As Brautigan strolled along, enjoying himself, he came to a bend in the river. There, looming before him, a distinctive iron skeleton tapered into the sky. Richard stared up at it as a young man approached along the
quai
. “Excuse me. Excuse me,” Brautigan said, stopping the Parisian pedestrian. “Is that the Eiffel Tower?”
“I guarantee it,” the fellow said, continuing on his way. This became Richard's favorite story about his first trip to Paris.
That evening, Brautigan got together with Marc Chénetier for a nightcap. All Brautigan's good intentions declared in Montana were drowning in an ocean of French alcohol. Marc wanted to confirm a dinner invitation that he'd extended to Richard by letter in March. He also needed to establish a schedule for Friday. Brautigan dug the folded itinerary written by Dominique Bourgois out of his pocket and slid it across to Chénetier. Marc quickly filled in the blanks with his ballpoint.
“19:30. Dinner Marc,” he wrote in the last open space for Wednesday. Leaving Thursday's space blank, Chénetier penned “Friday” below it, adding three appointments (“10. TV in room. 12. Lunch? - Marc. 17. Lecture”), shorthand for a busy day. Chénetier planned to bring a television crew to Brautigan's hotel room at 10:00 am on Friday morning to tape an interview. The “lecture” at 5:00 pm was a scheduled reading previously arranged by mail.
Richard's Wednesday in Paris began with a hangover. If he had a bottle in his room, he probably took a couple quick palliative drinks. He'd most likely emptied the last one the night before. At 10:30 am, Brautigan met with Michel Braudeau, a novelist and literary critic who had published his first novel,
The Amazon
, at the age of twenty. Braudeau covered film and literature for
L'Express
. He got only an hour of Richard's time. Near brain-dead, the grouchy author behaved rudely, responding to his inquiries in a curt manner.
At 11:30, F. Dumont, a reporter for
Elle
magazine, arrived to spend another hour probing into Brautigan's headache. He again behaved impolitely, and she received only discourteous answers to her questions. Lunch and the opportunity for drink couldn't come soon enough for Richard. At the end of Mlle. Dumont's “interview,” Jean-François Fogel arrived to guide Brautigan to his first glass of Calvados.

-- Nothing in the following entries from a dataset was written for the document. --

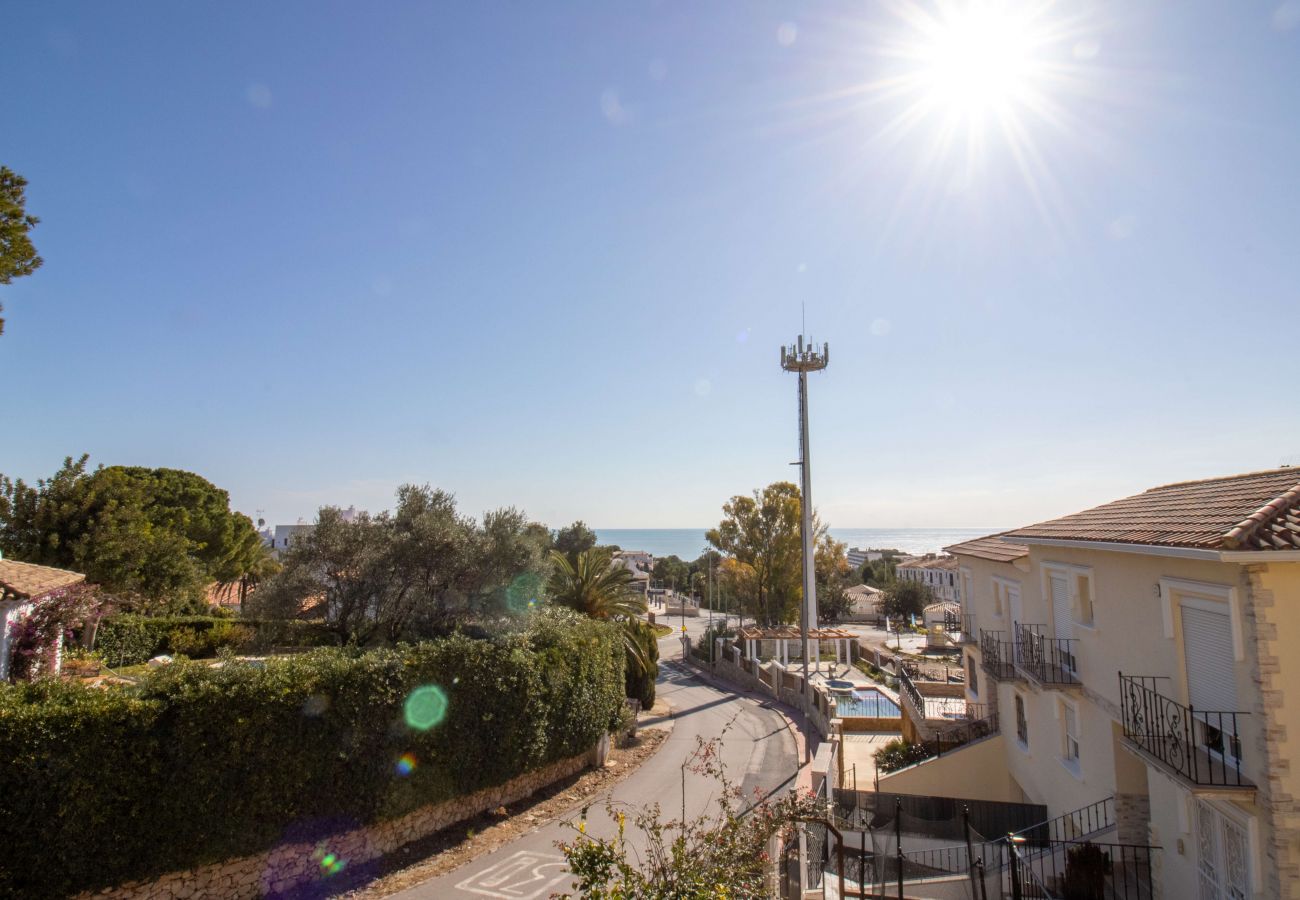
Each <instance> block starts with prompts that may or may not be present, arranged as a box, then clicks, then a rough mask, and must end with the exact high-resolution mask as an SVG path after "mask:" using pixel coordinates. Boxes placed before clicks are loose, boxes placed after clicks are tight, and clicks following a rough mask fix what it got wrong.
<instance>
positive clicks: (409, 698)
mask: <svg viewBox="0 0 1300 900" xmlns="http://www.w3.org/2000/svg"><path fill="white" fill-rule="evenodd" d="M403 713H404V714H406V721H407V724H408V726H409V727H412V728H415V730H416V731H428V730H429V728H433V727H434V726H437V724H441V723H442V721H443V719H445V718H447V693H446V692H445V691H443V689H442V688H439V687H438V685H437V684H424V685H421V687H419V688H416V689H415V691H412V692H411V695H409V696H408V697H407V701H406V705H404V708H403Z"/></svg>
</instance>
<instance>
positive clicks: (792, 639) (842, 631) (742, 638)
mask: <svg viewBox="0 0 1300 900" xmlns="http://www.w3.org/2000/svg"><path fill="white" fill-rule="evenodd" d="M740 639H741V640H742V641H744V642H745V658H746V659H758V650H759V641H776V648H777V652H776V658H777V659H780V662H781V665H783V666H789V665H790V649H789V641H794V642H796V644H798V642H800V640H801V635H800V629H798V628H794V627H793V626H783V627H780V628H741V629H740ZM854 640H857V636H855V635H853V633H852V632H848V631H841V629H839V628H814V629H813V631H810V632H809V645H810V646H809V649H810V652H811V655H813V658H811V659H810V661H809V663H810V665H813V666H818V665H820V663H822V641H832V642H833V645H835V661H836V662H837V663H840V662H846V661H849V659H852V654H850V650H849V641H854Z"/></svg>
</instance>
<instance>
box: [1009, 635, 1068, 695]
mask: <svg viewBox="0 0 1300 900" xmlns="http://www.w3.org/2000/svg"><path fill="white" fill-rule="evenodd" d="M1043 631H1044V627H1043V626H1040V624H1022V623H1019V622H1017V623H1015V665H1017V666H1019V667H1021V670H1022V671H1024V674H1026V675H1028V676H1030V678H1032V679H1034V680H1035V682H1037V683H1039V684H1047V685H1057V687H1078V685H1079V684H1082V683H1080V680H1079V657H1078V653H1079V642H1078V641H1076V640H1074V639H1073V637H1048V636H1047V635H1044V633H1043Z"/></svg>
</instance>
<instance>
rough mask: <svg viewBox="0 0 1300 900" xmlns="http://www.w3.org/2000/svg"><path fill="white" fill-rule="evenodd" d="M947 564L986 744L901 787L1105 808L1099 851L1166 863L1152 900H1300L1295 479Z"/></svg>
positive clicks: (1068, 532) (1149, 511) (982, 547)
mask: <svg viewBox="0 0 1300 900" xmlns="http://www.w3.org/2000/svg"><path fill="white" fill-rule="evenodd" d="M946 549H948V551H949V553H950V554H953V557H954V558H956V559H957V561H958V568H957V572H958V579H959V583H961V597H962V628H961V632H962V633H961V641H962V649H963V665H965V667H966V672H967V679H966V691H967V700H969V701H970V702H971V704H979V705H987V706H989V708H992V709H995V710H996V714H997V728H998V735H997V739H996V740H993V741H985V743H983V745H975V747H971V748H969V749H966V750H961V752H957V753H953V754H950V756H949V757H946V758H945V760H936V761H932V762H931V763H922V766H931V767H932V769H933V770H935V771H933V775H931V776H928V778H926V779H918V778H917V776H911V778H913V782H915V783H923V784H926V787H927V789H928V791H930V792H933V793H940V792H943V788H944V787H945V784H943V783H939V782H936V780H935V779H936V776H940V775H941V776H943V778H944V779H946V780H948V784H946V787H948V788H949V791H948V793H950V795H952V796H966V797H971V796H976V797H984V799H988V800H1002V801H1022V802H1035V804H1044V805H1047V808H1048V810H1049V814H1050V815H1053V817H1056V815H1062V814H1066V813H1070V812H1071V810H1078V809H1082V808H1088V806H1089V805H1092V804H1097V802H1105V804H1106V805H1108V808H1109V809H1113V814H1112V815H1110V817H1109V818H1108V821H1113V822H1114V830H1113V832H1112V834H1110V835H1109V836H1108V838H1104V839H1105V840H1113V841H1115V843H1117V844H1145V845H1152V847H1158V848H1160V851H1158V852H1156V853H1153V854H1152V861H1153V862H1152V873H1151V879H1152V888H1153V893H1154V896H1164V897H1177V899H1182V897H1200V899H1201V900H1219V899H1238V897H1300V802H1297V797H1300V770H1297V767H1296V765H1295V763H1296V762H1300V761H1297V760H1296V756H1297V752H1300V470H1297V468H1282V470H1275V471H1268V472H1255V473H1248V475H1238V476H1231V477H1221V479H1209V480H1203V481H1188V483H1182V484H1170V485H1165V486H1160V488H1153V489H1151V490H1148V492H1145V493H1141V494H1138V496H1135V497H1128V498H1125V499H1119V501H1115V502H1113V503H1106V505H1104V506H1099V507H1096V509H1092V510H1086V511H1083V512H1076V514H1074V515H1067V516H1063V518H1061V519H1054V520H1050V522H1044V523H1039V524H1036V525H1030V527H1027V528H1019V529H1015V531H1011V532H1006V533H1004V535H995V536H989V537H984V538H979V540H974V541H967V542H965V544H958V545H956V546H950V548H946ZM989 748H992V752H991V749H989ZM963 757H965V761H963ZM918 769H920V767H918ZM919 774H922V773H918V775H919ZM975 786H985V787H983V788H980V787H975Z"/></svg>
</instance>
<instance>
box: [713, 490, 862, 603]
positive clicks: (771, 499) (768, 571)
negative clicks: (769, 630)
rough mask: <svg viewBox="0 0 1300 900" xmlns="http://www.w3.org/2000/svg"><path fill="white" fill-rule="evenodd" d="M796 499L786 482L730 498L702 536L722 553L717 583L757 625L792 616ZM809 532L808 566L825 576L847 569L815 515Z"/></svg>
mask: <svg viewBox="0 0 1300 900" xmlns="http://www.w3.org/2000/svg"><path fill="white" fill-rule="evenodd" d="M801 502H802V501H801V498H800V489H798V486H797V485H794V484H790V483H789V481H777V483H774V484H770V485H767V486H766V488H763V489H762V490H755V492H754V493H753V496H744V494H741V496H737V497H732V498H731V499H729V501H727V503H724V505H723V516H724V518H723V520H722V523H719V525H718V528H714V529H710V532H708V535H707V537H708V542H710V544H712V545H714V546H715V548H718V549H719V550H720V551H722V553H724V554H725V559H723V563H722V567H720V568H719V583H720V585H722V587H723V588H724V589H725V590H727V593H729V594H731V596H733V597H737V598H740V601H741V603H742V607H744V610H745V611H746V613H748V614H749V615H753V616H754V619H755V620H757V622H758V623H759V624H762V626H779V624H785V623H790V622H796V620H798V615H800V601H801V600H802V597H803V587H802V577H803V545H802V536H801V532H800V516H801V509H802V507H801ZM813 535H814V546H815V559H814V567H816V568H818V570H819V572H822V574H824V575H826V576H827V577H828V579H829V576H831V574H832V572H833V574H835V577H836V579H839V577H841V568H842V570H844V571H845V572H846V571H848V563H846V562H845V563H842V566H841V559H842V555H844V545H842V544H839V542H836V541H831V540H829V538H828V537H827V529H826V527H824V525H822V524H820V523H819V522H818V519H816V516H815V515H814V518H813ZM818 558H820V559H822V562H820V563H819V562H818ZM819 577H820V575H819ZM827 584H828V587H829V584H831V583H829V581H827Z"/></svg>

Fogel, an essayist and journalist, worked for
Le Point
, a weekly news magazine founded in 1972 and modeled on
Time
and
Newsweek
. Christine Ferrand had quoted his comparison of Richard to Boris Vian in her
Livres-Hebdo
article. Brautigan took an umbrella when he left the hotel. It had rained hard in Paris before Richard's arrival, but not a drop fell during his stay. It paid to be prepared.
Fogel escorted the author to a neighborhood restaurant,
pour le dejéuner
. Brautigan didn't have much of an appetite but drank numerous full glasses of Calvados. They discussed French literature and Richard's own writing. Fogel observed that Brautigan had used the word “death” 114 times in
So the Wind
. Richard asked for someone to take him to Père-Lachaise Cemetery, saying he “wanted to breathe the air there.”

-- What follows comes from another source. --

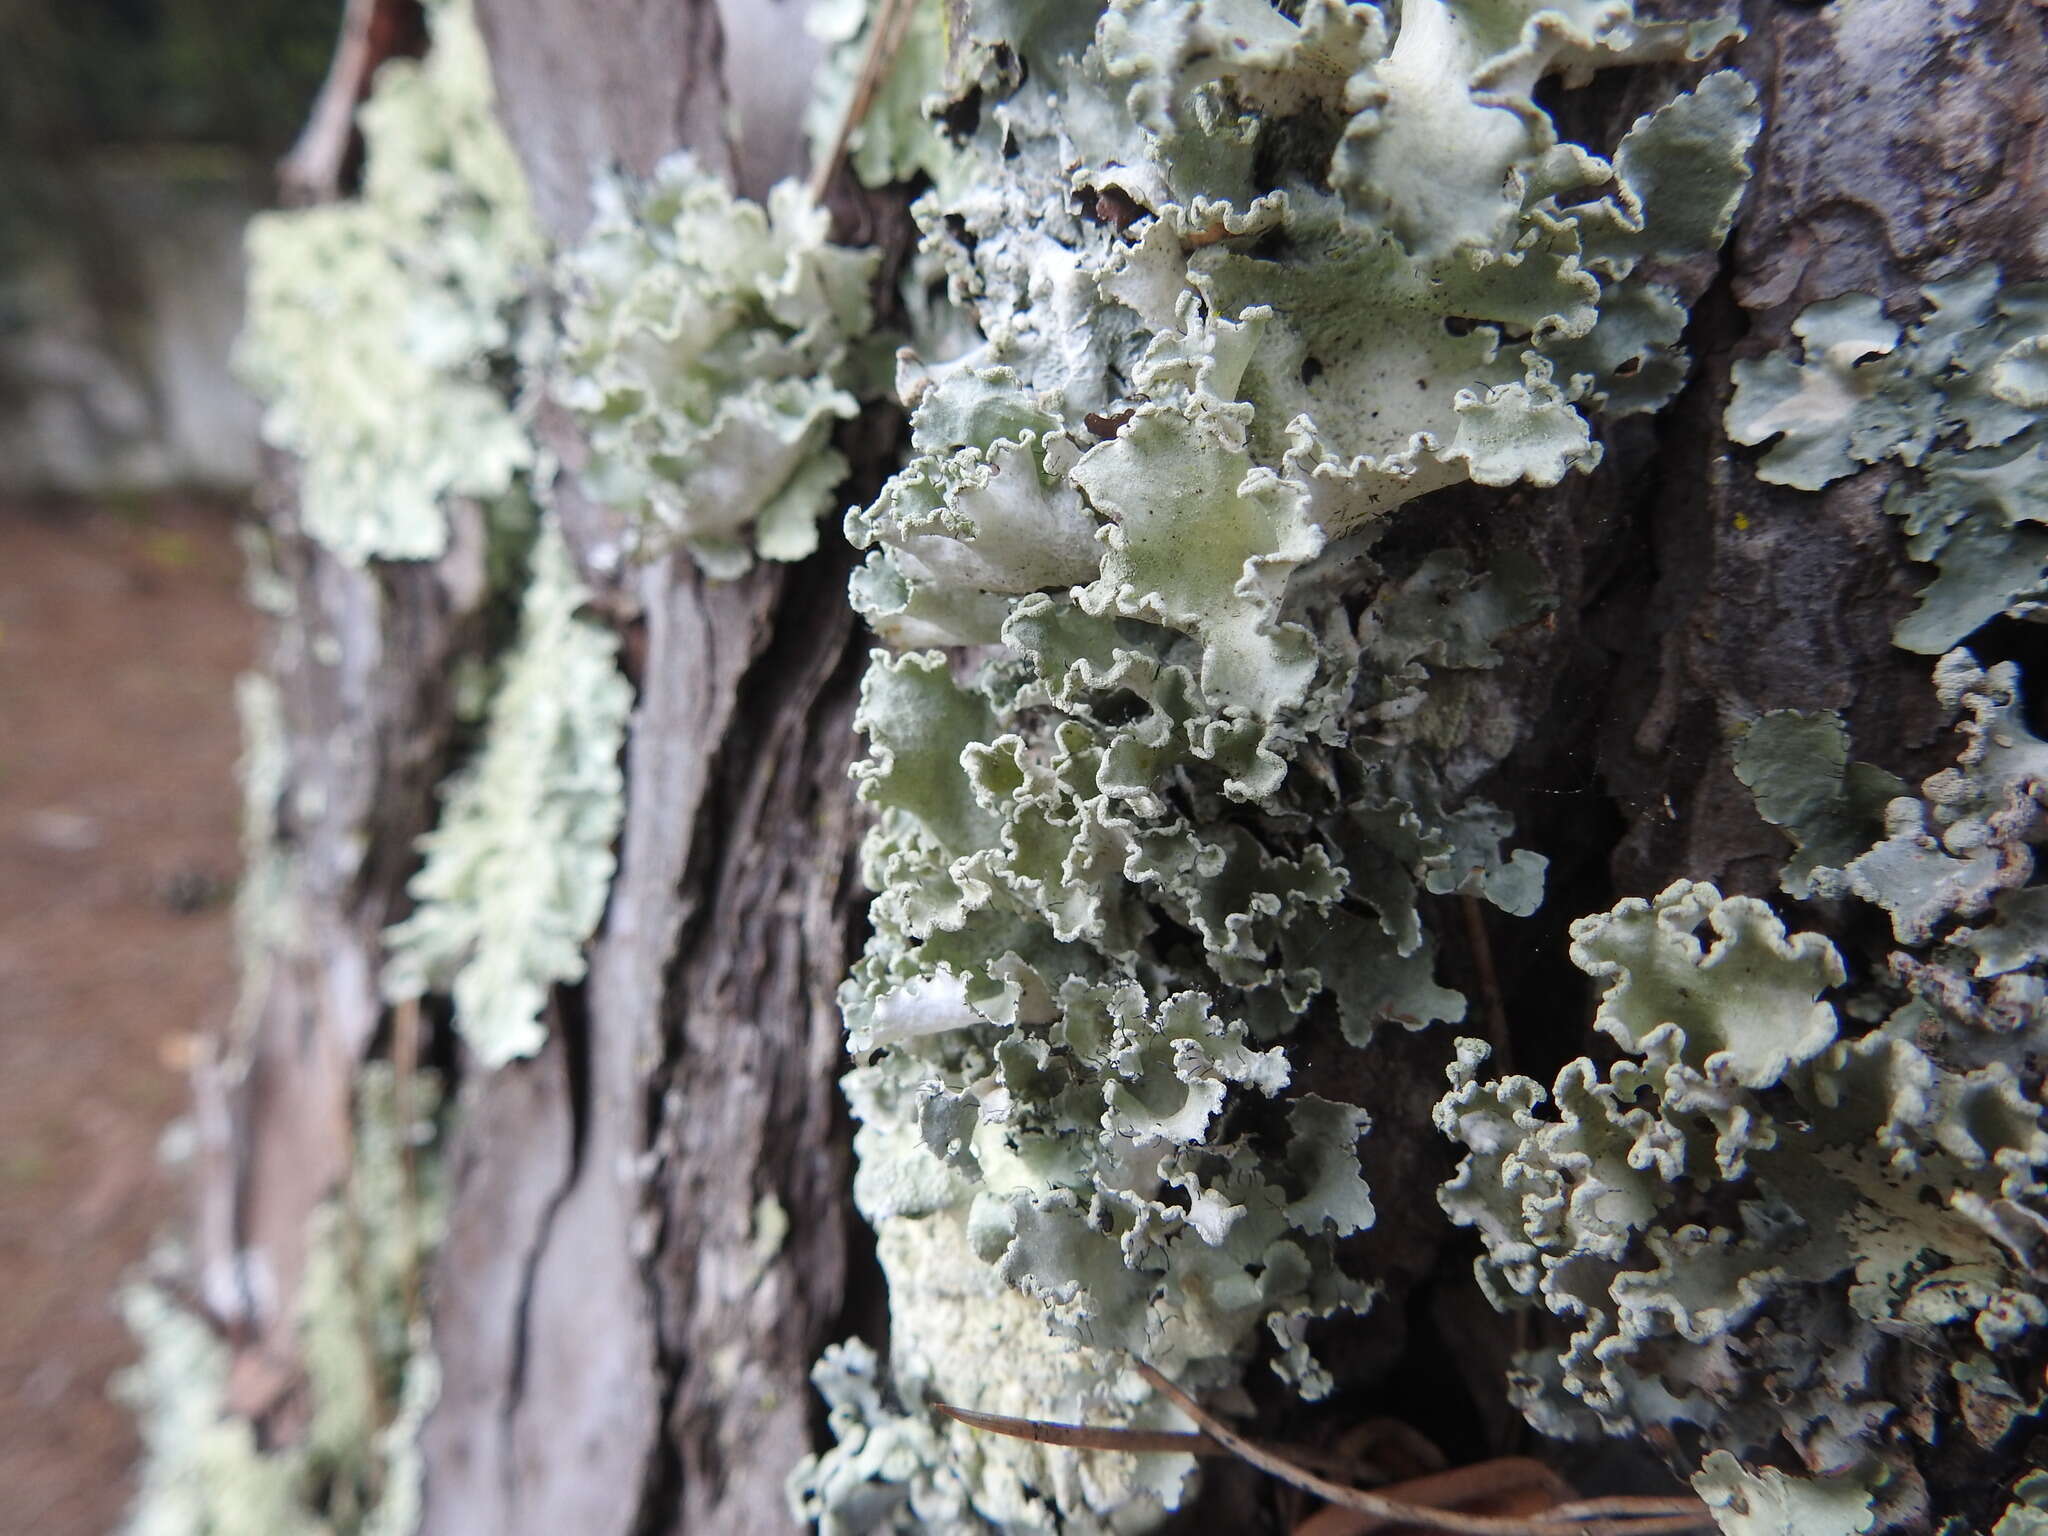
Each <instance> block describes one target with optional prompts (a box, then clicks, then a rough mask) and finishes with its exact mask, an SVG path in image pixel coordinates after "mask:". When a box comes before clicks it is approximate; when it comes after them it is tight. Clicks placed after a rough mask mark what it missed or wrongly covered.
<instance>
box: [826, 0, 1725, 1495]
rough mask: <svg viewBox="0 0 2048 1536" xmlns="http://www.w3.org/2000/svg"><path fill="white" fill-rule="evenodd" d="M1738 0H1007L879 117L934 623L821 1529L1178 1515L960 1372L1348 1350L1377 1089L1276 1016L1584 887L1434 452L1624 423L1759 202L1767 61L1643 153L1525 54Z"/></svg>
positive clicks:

Surprised that “our necropolis is known even in Montana,” Fogel agreed to be his guide. “One can't refuse a stranger who has read Jules Laforgue,” he thought. When they left the restaurant, Brautigan bought a bottle of apple brandy to go.

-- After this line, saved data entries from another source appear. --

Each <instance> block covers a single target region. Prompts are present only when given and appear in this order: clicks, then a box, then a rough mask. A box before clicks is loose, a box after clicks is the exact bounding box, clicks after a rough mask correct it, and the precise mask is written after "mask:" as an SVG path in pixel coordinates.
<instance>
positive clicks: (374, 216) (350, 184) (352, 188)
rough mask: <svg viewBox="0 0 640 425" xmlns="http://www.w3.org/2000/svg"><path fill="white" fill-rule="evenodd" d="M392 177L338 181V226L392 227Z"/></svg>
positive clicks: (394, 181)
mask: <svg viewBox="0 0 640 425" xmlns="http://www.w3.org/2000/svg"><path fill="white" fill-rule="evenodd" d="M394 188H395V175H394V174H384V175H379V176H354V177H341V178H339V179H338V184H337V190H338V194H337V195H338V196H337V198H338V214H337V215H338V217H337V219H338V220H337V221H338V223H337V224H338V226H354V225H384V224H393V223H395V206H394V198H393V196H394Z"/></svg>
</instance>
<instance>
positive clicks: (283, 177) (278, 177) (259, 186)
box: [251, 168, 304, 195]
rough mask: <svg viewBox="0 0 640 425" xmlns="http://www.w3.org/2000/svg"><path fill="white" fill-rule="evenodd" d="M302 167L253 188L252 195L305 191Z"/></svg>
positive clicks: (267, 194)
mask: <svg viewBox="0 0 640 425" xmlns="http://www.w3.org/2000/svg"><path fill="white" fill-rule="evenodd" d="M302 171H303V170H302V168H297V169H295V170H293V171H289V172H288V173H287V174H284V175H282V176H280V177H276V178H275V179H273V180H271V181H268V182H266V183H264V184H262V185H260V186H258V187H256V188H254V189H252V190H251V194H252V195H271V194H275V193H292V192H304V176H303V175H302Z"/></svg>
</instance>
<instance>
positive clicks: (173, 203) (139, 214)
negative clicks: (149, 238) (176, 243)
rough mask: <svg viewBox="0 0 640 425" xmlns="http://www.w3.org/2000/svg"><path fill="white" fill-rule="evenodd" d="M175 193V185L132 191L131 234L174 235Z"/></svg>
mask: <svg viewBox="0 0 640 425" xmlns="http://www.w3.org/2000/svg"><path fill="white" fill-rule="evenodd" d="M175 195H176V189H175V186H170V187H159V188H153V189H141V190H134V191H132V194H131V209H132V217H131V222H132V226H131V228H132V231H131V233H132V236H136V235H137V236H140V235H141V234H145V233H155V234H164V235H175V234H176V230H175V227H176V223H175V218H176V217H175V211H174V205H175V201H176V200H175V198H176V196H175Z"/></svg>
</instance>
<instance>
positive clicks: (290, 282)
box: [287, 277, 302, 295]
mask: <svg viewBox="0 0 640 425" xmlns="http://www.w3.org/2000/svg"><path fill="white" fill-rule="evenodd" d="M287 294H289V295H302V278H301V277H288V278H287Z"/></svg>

At more than 118 acres, Père-Lachaise was the largest cemetery in Paris. Named for the father-confessor to King Louis XIV, the graveyard was too distant from the city to be considered fashionable when it opened in 1804. As a publicity stunt, the administrators arranged, with much hoopla, to have the bodies of Molière and La Fontaine moved to Père-Lachaise. Sealing the deal, they reinterred the “purported remains” of fabled medieval lovers Héloïse and Abélard in their exclusive boneyard in 1817.